The World As it Is vs. the World As it Should Be

It is a tension that has confounded people for centuries:  ‘the world as it is’ vs. ‘the world as it should be’.   Most people make some commitment to doing something that will help bring about the world as it should be, but their commitment may falter, or may even be abandoned, because of the overwhelming stress, if not despair, over the world as it is. 

Every religious expression that I know about stakes out a vision of a world as it should be.   In spite of their many differences in history and wide variations in symbol, narrative and practice, there are common threads that are universally embraced across the religious continuum:  peace, justice, hope, love.  Each religion has carved out a unique pathway for achieving the world as it should be.

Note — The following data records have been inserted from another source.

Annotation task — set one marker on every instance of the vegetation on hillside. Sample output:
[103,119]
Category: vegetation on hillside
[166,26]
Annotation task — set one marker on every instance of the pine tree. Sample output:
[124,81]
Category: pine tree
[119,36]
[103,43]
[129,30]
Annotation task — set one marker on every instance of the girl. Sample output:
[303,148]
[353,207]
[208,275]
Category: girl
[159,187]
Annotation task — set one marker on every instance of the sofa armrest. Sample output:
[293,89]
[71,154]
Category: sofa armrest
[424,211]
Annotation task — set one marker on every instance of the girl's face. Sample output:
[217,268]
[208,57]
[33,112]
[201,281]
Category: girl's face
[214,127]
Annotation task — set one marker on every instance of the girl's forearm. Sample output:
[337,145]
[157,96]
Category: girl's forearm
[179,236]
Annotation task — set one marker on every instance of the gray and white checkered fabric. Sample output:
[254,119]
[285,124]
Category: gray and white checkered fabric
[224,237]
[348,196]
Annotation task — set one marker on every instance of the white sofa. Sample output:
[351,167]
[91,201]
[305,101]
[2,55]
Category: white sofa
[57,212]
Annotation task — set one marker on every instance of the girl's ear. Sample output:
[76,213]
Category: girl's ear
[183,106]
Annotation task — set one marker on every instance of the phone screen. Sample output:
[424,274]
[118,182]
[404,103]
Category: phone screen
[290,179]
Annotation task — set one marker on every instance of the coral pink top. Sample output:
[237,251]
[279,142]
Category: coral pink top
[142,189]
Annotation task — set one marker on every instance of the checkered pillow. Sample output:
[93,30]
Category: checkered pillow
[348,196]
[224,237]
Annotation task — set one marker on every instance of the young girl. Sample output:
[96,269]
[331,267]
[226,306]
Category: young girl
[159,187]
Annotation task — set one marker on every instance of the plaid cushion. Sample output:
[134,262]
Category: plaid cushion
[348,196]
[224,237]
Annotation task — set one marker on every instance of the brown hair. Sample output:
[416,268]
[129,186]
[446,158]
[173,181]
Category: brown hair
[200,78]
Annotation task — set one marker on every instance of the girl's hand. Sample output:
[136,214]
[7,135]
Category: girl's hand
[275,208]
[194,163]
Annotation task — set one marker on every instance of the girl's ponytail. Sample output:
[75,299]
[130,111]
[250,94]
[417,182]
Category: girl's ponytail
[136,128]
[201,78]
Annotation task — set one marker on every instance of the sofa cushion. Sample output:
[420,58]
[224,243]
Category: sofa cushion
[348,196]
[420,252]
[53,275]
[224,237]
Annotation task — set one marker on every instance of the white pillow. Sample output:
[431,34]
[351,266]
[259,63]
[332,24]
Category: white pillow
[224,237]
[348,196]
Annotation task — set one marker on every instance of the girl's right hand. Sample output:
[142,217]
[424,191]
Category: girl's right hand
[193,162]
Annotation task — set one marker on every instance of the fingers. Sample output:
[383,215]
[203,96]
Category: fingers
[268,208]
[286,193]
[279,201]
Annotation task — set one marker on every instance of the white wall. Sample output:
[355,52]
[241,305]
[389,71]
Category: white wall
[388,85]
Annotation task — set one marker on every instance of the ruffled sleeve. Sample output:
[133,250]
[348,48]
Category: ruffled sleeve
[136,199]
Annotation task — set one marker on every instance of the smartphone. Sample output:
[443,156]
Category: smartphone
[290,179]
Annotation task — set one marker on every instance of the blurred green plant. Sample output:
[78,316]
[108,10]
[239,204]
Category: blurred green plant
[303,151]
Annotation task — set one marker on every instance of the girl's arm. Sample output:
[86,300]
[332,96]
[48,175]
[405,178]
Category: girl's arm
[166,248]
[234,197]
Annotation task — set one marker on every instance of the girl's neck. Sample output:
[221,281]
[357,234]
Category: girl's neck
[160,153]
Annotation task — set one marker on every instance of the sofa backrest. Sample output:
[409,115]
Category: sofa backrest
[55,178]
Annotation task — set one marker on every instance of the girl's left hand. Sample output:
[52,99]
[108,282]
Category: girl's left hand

A growing number of people have been disillusioned by religion, to the degree that – for some, any religious perspective is dismissed as overly sentimental, too judgmental – or so far removed from the world as it is (particularly given the many advances of science) that religion is little more than a caricature. 

I was a Religion major in college.  One of the first things I learned in my studies is to come to terms with what religion is not.  My most important early teachers in this were Karl Marx and Sigmund Freud.  Marx described religion as the “opiate of the people”, as it offers endless addictive bromides to people who couldn’t otherwise escape from the inequities of a capitalist system – from the world as it is.  Freud maintained that religion was the psyche’s attempt to escape the pain of relationships by projecting a pie-in-the sky set of beliefs that were totally disconnected from reality (the world as it is).

I agreed with them as a college sophomore, and I agree with them still.  Religion – especially when it distorts or denies reality, and/or exclusively engages people in the world as it should be, runs counter to the Latin root of the word religion:  religio, which refers to the symbols, practices and stories that bind people together.  As opposed to pulling them apart.

And we have a lot of religious, and certainly political, forces that are pulling people apart, by demonstrating a deeply held commitment to have people limit their lives and their perspectives to the world as it should be – as they define it.  There are growing efforts to deny the world as it is:  be it the existence of transgender persons or the painful and brutal history of race, or the continuing saga of racial inequity.  Or locking up criminals (and, as some would suggest, throwing away the key), as a way of getting rid of the “criminal element”, leaving the rest to live in the world as it should be. 

And on the other end of a religious and political spectrum, there are many for whom a world as it should be is one where there are no guns; when in reality (the world as it is) there are over 400 million guns in over one third of the households in America.  Guns have been part of the American landscape from the beginning; they are not going away.

Where religion – and politics, are most effective – and needed, is when they can arrive at some integration between ‘the world as it is’ and ‘the world as it should be’.  Honoring injustice, pain and despair while at the same time offering hope, peace, blessing and love.  The two circles of the ‘world as it is’ and ‘the world as it should be’, need to intersect.  They can never be completely separate, nor can they completely overlap.  They live in tension, a tension which ultimately is creative and life giving.  The intersecting circles form a mandorla, which is the Italian word for almond. (and is pictured in this post’s graphic)  It is the space of where hope and pain meet, where joy and sorrow can flow in and out of each other.  It is a space we should seek.